Endo seeks protections in House FDA reauthorization

Drugmakers have much at stake in legislation to refund the FDA, but Endo Health Solutions ($ENDP) may be trying to get a little something special for itself.

While most of the attention has focused additional fees paid by drugmakers to expedite reviews, and new authority for the FDA to inspect and oversee foreign drug manufacturing, Endo has apparently had something much more specific in mind. The New York Times reports that lobbyists for Endo have gotten language inserted into the proposed House bill requiring the FDA to use some of the extra user fees to conduct tests specific to generic copies of Lidoderm, the company's most prized drug.

The patch for shingles relief contributed $825 million in sales to Endo last year, about 30% of its total, so generic competition looks particularly foreboding to the company. Endo has argued in a "citizen petition" to the FDA that its product is unique because it delivers drugs directly to the affected area, not through the bloodstream, making traditional tests by generic competitors on absorption rates insufficient. If competitors have to do additional tests to show how much drug and how their products deliver, it will cost them time and money and provide Endo with some relief of its own.

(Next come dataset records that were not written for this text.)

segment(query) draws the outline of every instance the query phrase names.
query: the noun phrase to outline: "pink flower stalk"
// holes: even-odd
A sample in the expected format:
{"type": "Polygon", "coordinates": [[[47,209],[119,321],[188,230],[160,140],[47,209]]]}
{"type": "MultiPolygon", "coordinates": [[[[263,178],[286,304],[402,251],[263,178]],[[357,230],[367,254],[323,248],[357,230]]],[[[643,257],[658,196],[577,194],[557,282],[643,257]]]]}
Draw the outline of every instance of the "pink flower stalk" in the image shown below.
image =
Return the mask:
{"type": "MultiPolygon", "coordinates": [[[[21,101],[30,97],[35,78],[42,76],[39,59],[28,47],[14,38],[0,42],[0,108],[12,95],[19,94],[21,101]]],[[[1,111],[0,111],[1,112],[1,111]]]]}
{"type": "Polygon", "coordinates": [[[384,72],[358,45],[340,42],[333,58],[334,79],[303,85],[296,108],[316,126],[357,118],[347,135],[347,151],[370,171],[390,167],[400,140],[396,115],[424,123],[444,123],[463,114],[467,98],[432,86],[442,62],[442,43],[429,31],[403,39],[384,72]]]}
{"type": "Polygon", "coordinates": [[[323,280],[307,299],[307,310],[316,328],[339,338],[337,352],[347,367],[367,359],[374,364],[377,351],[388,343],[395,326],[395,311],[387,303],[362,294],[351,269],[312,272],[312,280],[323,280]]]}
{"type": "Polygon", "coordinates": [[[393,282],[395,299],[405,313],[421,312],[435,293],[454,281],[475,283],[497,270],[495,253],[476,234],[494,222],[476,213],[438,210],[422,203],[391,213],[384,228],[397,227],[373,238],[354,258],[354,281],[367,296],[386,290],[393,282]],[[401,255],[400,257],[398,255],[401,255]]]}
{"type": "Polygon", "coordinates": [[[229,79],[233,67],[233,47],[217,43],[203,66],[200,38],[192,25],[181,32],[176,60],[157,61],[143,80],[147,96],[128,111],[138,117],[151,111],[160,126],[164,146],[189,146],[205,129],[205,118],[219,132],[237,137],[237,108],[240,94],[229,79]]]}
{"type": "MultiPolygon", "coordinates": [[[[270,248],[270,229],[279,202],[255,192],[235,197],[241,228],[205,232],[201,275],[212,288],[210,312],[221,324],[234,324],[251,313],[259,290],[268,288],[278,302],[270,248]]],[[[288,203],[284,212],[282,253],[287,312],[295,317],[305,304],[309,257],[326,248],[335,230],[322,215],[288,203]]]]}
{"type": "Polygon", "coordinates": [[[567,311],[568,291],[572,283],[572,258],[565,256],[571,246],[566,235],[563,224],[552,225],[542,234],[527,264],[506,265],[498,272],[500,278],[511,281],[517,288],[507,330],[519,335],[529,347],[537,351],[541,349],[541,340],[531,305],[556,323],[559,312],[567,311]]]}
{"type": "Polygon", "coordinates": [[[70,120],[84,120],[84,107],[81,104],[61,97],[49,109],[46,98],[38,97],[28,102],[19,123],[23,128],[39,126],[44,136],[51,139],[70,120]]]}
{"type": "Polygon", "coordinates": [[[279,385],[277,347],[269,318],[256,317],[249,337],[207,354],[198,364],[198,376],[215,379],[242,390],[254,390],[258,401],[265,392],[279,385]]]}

The Times says neither the company or the lobbying firm would  comment, but that Congressional aides acknowledge compromise language was included in the bill. It specifies the FDA must use some of the fees from generic drugmakers to develop new measurements of the equivalence of "locally acting" generic and branded drugs. It requires the agency to  "describe the amounts spent, data generated and activities undertaken," but doesn't say how regulators must decide upon those measurements, reports the Times.

While Senate bill writers also were lobbied on Endo's concern, that version of the bill, passed 96-1 last week, does not contain the same language. So if the House passes its bill this week as expected, the special provision could get lost in negotiations over reconciling the two versions, or not.